Rachel Jones

Rachel Jones

While Rachel Jones has wanted to do medical research since 3rd grade, it wasn’t until high school during her advanced placement class that she fell in love with the cell. “Cells are magnificent machines crafted by evolution, which is pretty cool considering evolution is progress derived [from] random events.” In particular, she remembers being completely fascinated with vesicles budding from membranes. I took a research seminar my freshman year of college, and that’s how I found the Hollien lab,” she says. “I started coming in to [the] lab the fall of my freshman year to learn, and eventually I got to pursue my own mini project.” She’s been in the Hollien lab ever since and most recently was recognized as a Beckman Scholar, one of only two this coming year from the University of Utah.

The Beckman is an unprecedented opportunity, perhaps found nowhere else, in which an undergraduate researcher can hone their craft at the bench and under extraordinary mentorship. Funded by the Arnold and Mabel Beckman Foundation, the program is a 15-month, mentored research experience for exceptional undergraduate students in chemical and biological sciences. Each scholar receives a research stipend to facilitate nine academic calendar months and two, three-month summers of research experience.

Doing a staining experiment, using a GFP antibody to visualize the mutant Huntingtin protein.
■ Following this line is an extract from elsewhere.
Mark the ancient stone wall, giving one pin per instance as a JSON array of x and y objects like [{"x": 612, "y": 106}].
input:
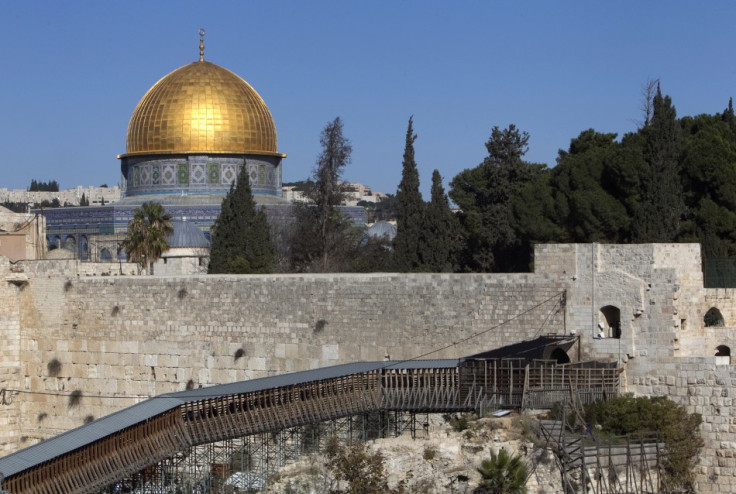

Recipients from around the nation participate in the celebrated Beckman Symposium each summer with one another. Their research begins in June 2021 and will conclude in August 2022. Jones’s mentor is SBS Associate Professor Julie Hollien. Earlier Jones completed two semesters in the Undergraduate Research Opportunities Program (UROP) and received an Academic Excellence Scholarship. Not surprisingly, she has been on the Dean’s list every semester during her sojourn at the U and a member of the Phi Betta Kappa honor society.

Jones’s love affair with the cell is leading her back to her initial impulse to do medical research. She is currently absorbed in the lab with the degradation of mutant Huntingtin protein, implicated in Huntington’s, a fatal, incurable neurodegenerative disease. “Our lab discovered that the oligomeric form of this protein is degraded by a pathway that is not well studied. I aim to understand this pathway better by studying a protein I found to be involved.”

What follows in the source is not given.